Saturday, July 18, 2015

Saturday, 7:00am-9:00am

The usual crew was out in full force this morning, chirping and sitting on the electrical cords, since fairly early in the morning. Maybe they are less likely to leave because the street is quieter on Saturday. There is, however, one couple that flies together everywhere, courting and playing each other, which I find interesting. Apparently, we're at the very end of mating season, so it's not impossible that some late bloomers are still pairing up and getting ready.

Odds are that these folks are not mates for life, but it's not entirely impossible. Carola Haas found that, while robins are not lifetime monogamists, there are some "repeat players" who meet and mate again the following year, especially if their previous mating stint had been successful. If this couple decide to mate and build a nest, even this late in the game, they'll have lots of great spots to choose from.
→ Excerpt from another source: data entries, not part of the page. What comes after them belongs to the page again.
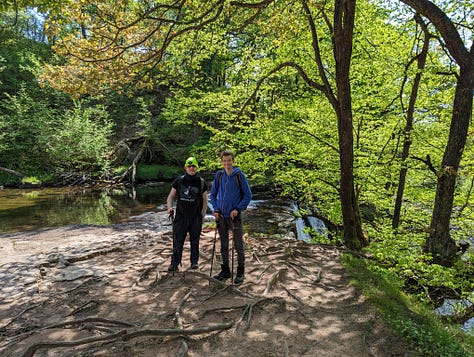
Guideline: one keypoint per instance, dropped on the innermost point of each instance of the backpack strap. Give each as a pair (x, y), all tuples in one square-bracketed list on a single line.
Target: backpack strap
[(239, 182)]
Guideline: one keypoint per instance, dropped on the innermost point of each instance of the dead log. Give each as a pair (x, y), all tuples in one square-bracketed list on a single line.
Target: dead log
[(12, 172)]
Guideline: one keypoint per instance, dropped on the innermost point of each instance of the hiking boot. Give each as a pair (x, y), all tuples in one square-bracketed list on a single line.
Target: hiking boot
[(224, 274), (239, 278), (173, 267)]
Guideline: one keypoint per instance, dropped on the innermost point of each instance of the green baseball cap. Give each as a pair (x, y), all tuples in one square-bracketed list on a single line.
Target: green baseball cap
[(191, 161)]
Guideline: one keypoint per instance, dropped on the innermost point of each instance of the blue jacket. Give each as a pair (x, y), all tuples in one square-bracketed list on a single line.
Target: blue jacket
[(228, 196)]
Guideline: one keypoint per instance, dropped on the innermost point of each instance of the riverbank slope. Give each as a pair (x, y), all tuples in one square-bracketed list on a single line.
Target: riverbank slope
[(92, 290)]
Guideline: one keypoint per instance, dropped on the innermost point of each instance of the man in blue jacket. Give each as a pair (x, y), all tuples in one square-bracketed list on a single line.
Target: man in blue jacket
[(230, 195)]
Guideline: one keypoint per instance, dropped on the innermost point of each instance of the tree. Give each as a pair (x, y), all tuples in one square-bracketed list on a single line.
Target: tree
[(111, 44), (439, 242)]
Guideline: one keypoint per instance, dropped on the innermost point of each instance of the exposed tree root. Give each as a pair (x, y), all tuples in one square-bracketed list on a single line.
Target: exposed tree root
[(30, 351), (84, 306), (273, 280)]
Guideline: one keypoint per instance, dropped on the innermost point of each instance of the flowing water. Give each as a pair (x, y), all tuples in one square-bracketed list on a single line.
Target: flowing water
[(31, 209)]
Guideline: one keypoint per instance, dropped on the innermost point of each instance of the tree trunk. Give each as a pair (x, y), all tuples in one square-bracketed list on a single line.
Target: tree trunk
[(344, 14), (440, 243), (409, 123)]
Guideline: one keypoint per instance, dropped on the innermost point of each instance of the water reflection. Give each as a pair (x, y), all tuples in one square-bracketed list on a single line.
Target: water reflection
[(23, 210)]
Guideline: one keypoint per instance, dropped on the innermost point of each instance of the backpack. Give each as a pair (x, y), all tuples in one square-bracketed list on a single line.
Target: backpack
[(239, 182)]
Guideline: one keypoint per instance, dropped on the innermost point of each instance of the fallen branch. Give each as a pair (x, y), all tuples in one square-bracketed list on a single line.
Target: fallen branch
[(89, 320), (175, 332)]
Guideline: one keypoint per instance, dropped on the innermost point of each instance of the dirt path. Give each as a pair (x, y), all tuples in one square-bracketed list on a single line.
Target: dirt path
[(109, 287)]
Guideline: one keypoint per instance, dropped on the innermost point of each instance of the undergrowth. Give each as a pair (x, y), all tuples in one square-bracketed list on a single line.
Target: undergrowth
[(407, 315)]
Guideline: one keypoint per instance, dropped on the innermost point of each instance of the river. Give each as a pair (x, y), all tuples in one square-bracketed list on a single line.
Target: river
[(31, 209)]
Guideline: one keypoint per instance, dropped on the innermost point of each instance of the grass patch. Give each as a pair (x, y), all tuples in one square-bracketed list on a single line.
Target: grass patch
[(408, 317)]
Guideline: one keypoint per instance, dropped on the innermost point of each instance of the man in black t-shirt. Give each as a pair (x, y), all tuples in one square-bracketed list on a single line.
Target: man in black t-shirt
[(190, 191)]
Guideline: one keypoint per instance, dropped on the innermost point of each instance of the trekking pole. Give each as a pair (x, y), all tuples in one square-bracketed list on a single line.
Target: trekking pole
[(232, 242), (213, 249), (171, 218)]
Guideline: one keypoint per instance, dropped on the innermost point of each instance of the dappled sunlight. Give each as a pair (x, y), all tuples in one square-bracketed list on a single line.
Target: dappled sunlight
[(295, 299)]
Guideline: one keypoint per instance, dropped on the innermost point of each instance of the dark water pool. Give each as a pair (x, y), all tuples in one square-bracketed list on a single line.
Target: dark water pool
[(30, 209)]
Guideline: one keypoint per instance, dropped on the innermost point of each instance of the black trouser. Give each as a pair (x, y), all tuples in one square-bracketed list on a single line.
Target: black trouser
[(224, 226), (183, 225)]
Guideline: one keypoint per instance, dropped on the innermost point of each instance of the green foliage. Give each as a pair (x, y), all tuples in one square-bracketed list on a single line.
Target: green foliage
[(157, 172), (402, 255), (81, 140), (408, 317), (37, 138)]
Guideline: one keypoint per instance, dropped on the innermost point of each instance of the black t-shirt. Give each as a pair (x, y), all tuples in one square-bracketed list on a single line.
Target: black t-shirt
[(189, 198)]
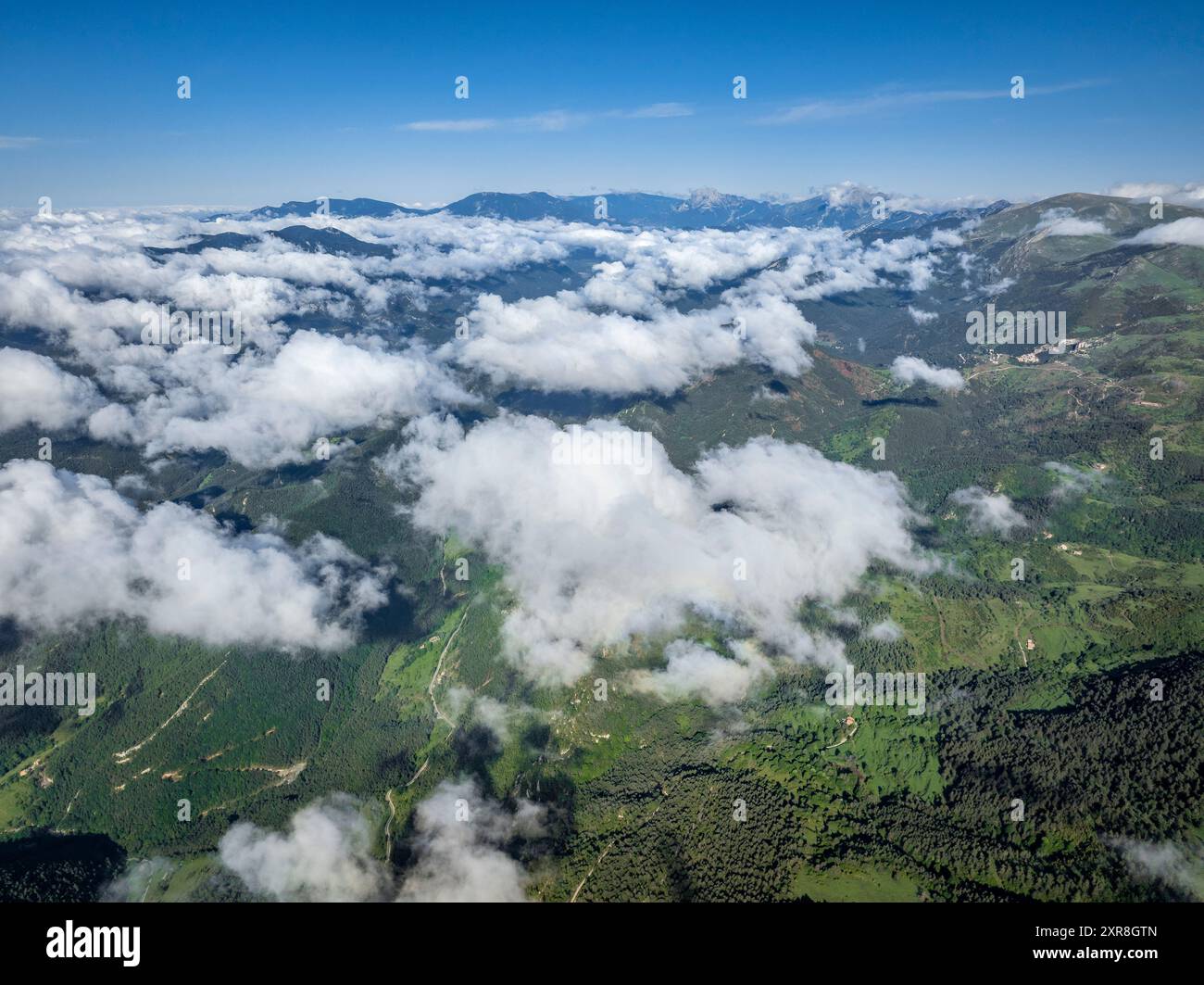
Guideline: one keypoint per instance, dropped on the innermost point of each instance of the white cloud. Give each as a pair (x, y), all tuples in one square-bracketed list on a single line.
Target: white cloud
[(596, 553), (695, 671), (458, 839), (988, 511), (1192, 193), (72, 550), (35, 390), (1062, 221), (1183, 233), (560, 344), (265, 410), (909, 369), (324, 856), (886, 631), (1175, 865)]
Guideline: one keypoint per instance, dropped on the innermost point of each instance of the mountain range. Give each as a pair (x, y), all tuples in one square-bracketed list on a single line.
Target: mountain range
[(705, 208)]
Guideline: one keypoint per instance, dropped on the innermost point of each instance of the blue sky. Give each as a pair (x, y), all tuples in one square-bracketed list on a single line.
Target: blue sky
[(304, 100)]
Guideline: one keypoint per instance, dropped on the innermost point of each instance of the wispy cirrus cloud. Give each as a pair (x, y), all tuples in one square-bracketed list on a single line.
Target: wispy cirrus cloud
[(549, 120), (818, 109)]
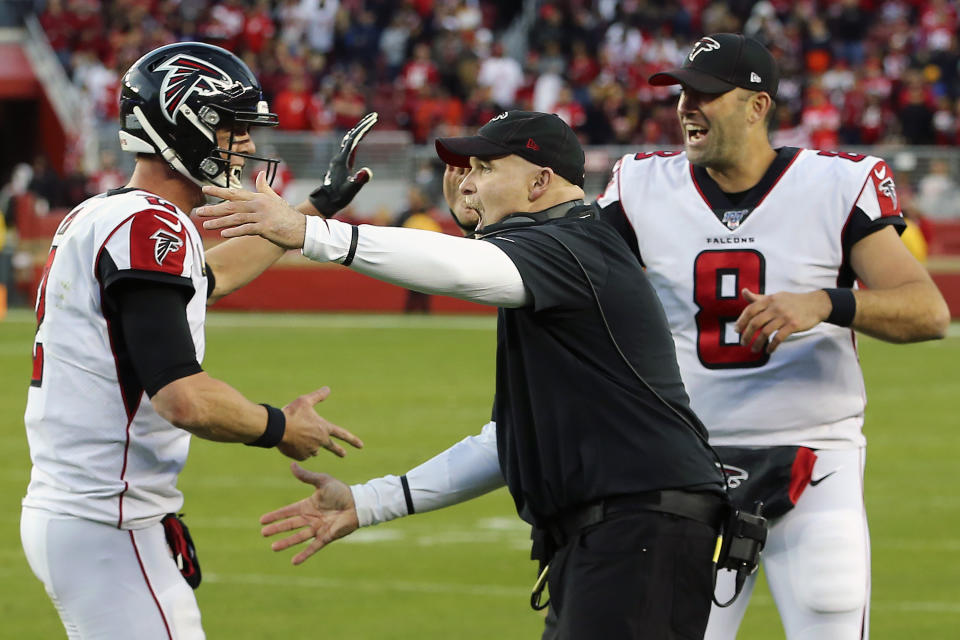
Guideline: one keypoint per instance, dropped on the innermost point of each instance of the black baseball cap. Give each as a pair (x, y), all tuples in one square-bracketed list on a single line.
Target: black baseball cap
[(541, 138), (720, 62)]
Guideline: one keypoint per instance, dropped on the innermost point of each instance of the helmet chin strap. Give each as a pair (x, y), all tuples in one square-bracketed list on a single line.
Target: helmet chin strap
[(168, 154)]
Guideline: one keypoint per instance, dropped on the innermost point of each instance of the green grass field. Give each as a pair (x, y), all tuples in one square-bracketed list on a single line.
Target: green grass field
[(412, 386)]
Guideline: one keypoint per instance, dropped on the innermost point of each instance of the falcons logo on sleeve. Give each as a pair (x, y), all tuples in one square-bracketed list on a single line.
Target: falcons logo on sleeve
[(187, 75), (166, 243), (886, 189)]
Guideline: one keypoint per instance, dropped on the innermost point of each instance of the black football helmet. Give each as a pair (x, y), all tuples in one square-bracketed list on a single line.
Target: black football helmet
[(174, 99)]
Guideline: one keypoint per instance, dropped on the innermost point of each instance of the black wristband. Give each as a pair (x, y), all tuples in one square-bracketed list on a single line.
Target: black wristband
[(276, 425), (406, 494), (352, 251), (844, 307)]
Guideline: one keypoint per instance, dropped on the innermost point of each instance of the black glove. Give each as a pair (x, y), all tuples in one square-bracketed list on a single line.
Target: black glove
[(181, 544), (339, 187)]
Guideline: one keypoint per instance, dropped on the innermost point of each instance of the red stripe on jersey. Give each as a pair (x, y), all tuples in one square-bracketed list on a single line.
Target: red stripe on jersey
[(37, 378), (693, 178), (146, 579), (782, 173), (158, 241)]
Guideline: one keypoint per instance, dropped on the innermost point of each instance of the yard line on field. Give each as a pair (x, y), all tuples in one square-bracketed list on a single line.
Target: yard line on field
[(483, 531), (349, 321), (926, 607), (371, 586)]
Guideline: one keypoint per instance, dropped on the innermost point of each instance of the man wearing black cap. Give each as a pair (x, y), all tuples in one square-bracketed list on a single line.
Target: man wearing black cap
[(754, 253), (775, 377), (595, 438)]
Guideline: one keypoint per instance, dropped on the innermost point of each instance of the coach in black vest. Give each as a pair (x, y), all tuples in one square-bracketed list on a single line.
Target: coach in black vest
[(595, 436)]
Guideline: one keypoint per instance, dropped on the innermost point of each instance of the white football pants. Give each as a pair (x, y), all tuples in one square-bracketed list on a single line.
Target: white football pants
[(816, 560), (108, 583)]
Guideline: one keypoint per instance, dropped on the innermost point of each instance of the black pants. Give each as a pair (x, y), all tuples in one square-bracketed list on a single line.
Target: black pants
[(638, 575)]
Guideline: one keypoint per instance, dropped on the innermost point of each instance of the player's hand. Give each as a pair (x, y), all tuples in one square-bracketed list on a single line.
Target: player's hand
[(261, 213), (307, 432), (327, 515), (769, 320), (339, 186), (466, 219)]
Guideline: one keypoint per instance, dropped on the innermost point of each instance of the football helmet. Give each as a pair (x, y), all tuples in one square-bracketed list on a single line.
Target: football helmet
[(174, 99)]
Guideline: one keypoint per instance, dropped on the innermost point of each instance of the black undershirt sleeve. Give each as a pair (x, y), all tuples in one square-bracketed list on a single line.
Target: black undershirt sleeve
[(155, 333), (211, 279)]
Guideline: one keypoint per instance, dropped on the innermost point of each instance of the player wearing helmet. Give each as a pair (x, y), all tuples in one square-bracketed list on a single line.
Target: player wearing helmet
[(117, 387)]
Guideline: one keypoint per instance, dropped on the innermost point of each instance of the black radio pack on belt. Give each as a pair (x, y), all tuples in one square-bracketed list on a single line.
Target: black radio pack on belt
[(739, 546)]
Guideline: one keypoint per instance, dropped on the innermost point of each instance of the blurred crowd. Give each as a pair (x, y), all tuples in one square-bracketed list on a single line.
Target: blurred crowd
[(854, 71)]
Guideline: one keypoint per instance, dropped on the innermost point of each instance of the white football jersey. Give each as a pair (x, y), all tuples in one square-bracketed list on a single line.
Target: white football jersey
[(98, 448), (787, 234)]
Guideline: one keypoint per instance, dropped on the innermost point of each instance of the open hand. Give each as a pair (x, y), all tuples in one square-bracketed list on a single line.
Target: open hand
[(261, 213), (769, 320), (340, 184), (325, 516), (307, 431), (467, 219)]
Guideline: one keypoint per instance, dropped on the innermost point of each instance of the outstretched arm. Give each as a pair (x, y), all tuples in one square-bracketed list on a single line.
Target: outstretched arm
[(236, 262), (466, 470), (900, 304), (421, 260)]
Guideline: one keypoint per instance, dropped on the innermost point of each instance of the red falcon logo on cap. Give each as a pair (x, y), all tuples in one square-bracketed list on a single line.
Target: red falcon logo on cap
[(704, 44), (187, 75)]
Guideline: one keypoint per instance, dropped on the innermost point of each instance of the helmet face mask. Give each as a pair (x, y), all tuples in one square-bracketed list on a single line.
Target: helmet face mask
[(176, 98)]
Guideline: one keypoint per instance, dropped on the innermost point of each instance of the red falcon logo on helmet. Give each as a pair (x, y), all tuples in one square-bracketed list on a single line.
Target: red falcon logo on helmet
[(187, 75)]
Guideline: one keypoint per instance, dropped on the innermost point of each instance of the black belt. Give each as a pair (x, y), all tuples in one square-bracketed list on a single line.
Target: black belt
[(708, 508)]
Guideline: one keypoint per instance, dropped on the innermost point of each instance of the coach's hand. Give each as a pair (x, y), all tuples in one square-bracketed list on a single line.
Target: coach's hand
[(307, 432), (769, 320), (467, 219), (327, 515), (261, 213), (339, 186)]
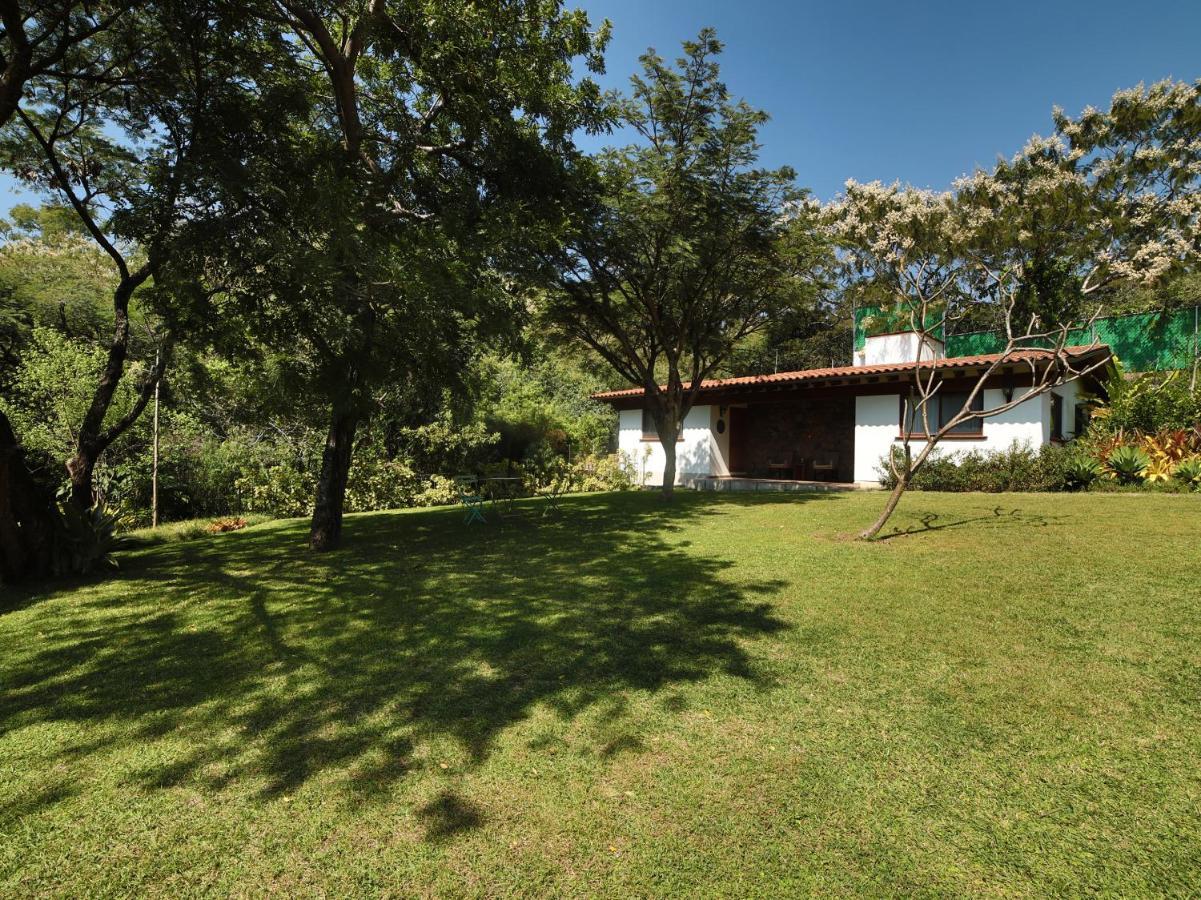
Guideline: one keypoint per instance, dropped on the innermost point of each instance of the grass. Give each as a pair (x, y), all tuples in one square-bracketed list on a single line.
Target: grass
[(726, 696)]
They'll have to consider the location pretty carefully, because predators abound (and by that I mean birds, not Spade and Archer.) I've read about an interesting experiment conducted by Ian McLean, James Smith and Glenna Stewart, who examined mobbing behavior among nesting robins. When robin couples mob nest predators, one of the unfortunate side effects is that their mobbing calls are a cue to one of their worst predators, the northwestern crow. So, robins have to balance the costs and benefits of mobbing behavior. After confirming that robins mob human "predators" similarly to crow ones, McLean et al. "mobbed" nests of the same couple during the same nesting cycle, or in subsequent nesting cycles. They found that, in the course of the same nesting effort, the robins' response is fairly constant, but across nesting cycles it changes, indicating that mobbing is not just an expression of a particular robin's aggressive character but an outcome determined by many environmental factors, including nest location. The experiment did not find a correlation between mobbing behavior and nesting success, but since the "mobbers" were the humans controlling the experiment that does not surprise me; it very well may be that, in real life, where mobbing or not mobbing has real repercussions, robins are evolutionarily programmed to mob or not mob with the potential effect of mating success in mind.


As I came to the end of today's shift, only one bird remained on the electric cords (it's a beautiful specimen with gorgeous, shiny bronze plumage on its little chest) , but the other birds, including, possibly, the couple, are not far away, judging from the chirps. At this point I can already tell the robin chirps from everyone else's, even though whenever something exciting happens in the yard or out in the street everyone emits an alarm call at more or less the same time. Even though the alarm calls are emitted to protect one's own species, they are probably taken as cues by other types of birds who then emit alarm calls of their own to their own family members.